One of the biggest changes has been the packaging. Amp’s logo has been updated along with the wordmark, now playing up the phrase “Amp Energy” rather than just “Amp” with “Energy Drink” in smaller type. The Mountain Dew logo is still prominently located on the front of the can, with the colors reflecting more of the green found in the Dew color scheme rather than the black we saw in 2005. Technically, Amp Energy is considered a flavor extension of Mountain Dew, thus its sales factor into Dew as a whole, which helps that citrus brand.
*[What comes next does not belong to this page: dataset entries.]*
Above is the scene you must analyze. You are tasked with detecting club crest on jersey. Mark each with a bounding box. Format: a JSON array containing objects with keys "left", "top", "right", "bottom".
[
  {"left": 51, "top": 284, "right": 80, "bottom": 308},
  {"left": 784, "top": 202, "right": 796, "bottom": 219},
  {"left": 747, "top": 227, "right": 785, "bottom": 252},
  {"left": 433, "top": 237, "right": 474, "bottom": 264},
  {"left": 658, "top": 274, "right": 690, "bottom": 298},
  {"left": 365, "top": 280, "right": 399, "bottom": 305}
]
Beyond its Mountain Dew ties, Amp is also considered a stand-alone energy drink, but as such, doesn’t have the market dominance of Monster or Red Bull. Since we last reviewed Amp, Pepsi has tried some different approaches at a hybrid soda/energy drink, probably in response to Coke‘s rollout of Vault. Notably, all these attempts have been built on the Mountain Dew brand, namely Mountain Dew MDX (which had a botched rollout) and later a revised 20oz version of Mountain Dew MDX (which still crashed and burned).

It would seem that Pepsi has figured out that if they want to grow in the energy drink space, then Amp is the brand that probably has the best shot at success. So obviously, they’d like to increase Amp’s position in the marketplace, hence the NASCAR sponsorship of Dale Earnhardt Jr.’s #88 car as well as the big bucks spent on Super Bowl commercial. We’re probably going to see a lot more Amp visibility this year. It’s already been rumored that new flavor extensions will be hitting in a few months.

Energy drinks are a great growth area for manufacturers, mainly because the markup on them is close to 4 times that of a standard soft drink. High margins indeed! I know here in the Chicago area, I’ve seen an increase in the visibility of the 16 oz. version of Amp Energy (which is subbranded as the “Tall Boy” can). This positions Amp more closely with the market leaders when it comes to look-and-feel, namely Monster. Our previously-reviewed version of Amp was in the 8.3 oz. size, which more closely resembles Red Bull. The drink is also available in a 24 oz. version, subbranded as “Big Rig”. Since our last review, the formula has not changed, so if you are interested in the flavor and makeup of this beverage, jump over to the archives and read more. It still has a lot of caffeine, tastes similar to Mountain Dew, and features a bunch of supplements.

I look forward to seeing what’s in store for Amp down the road!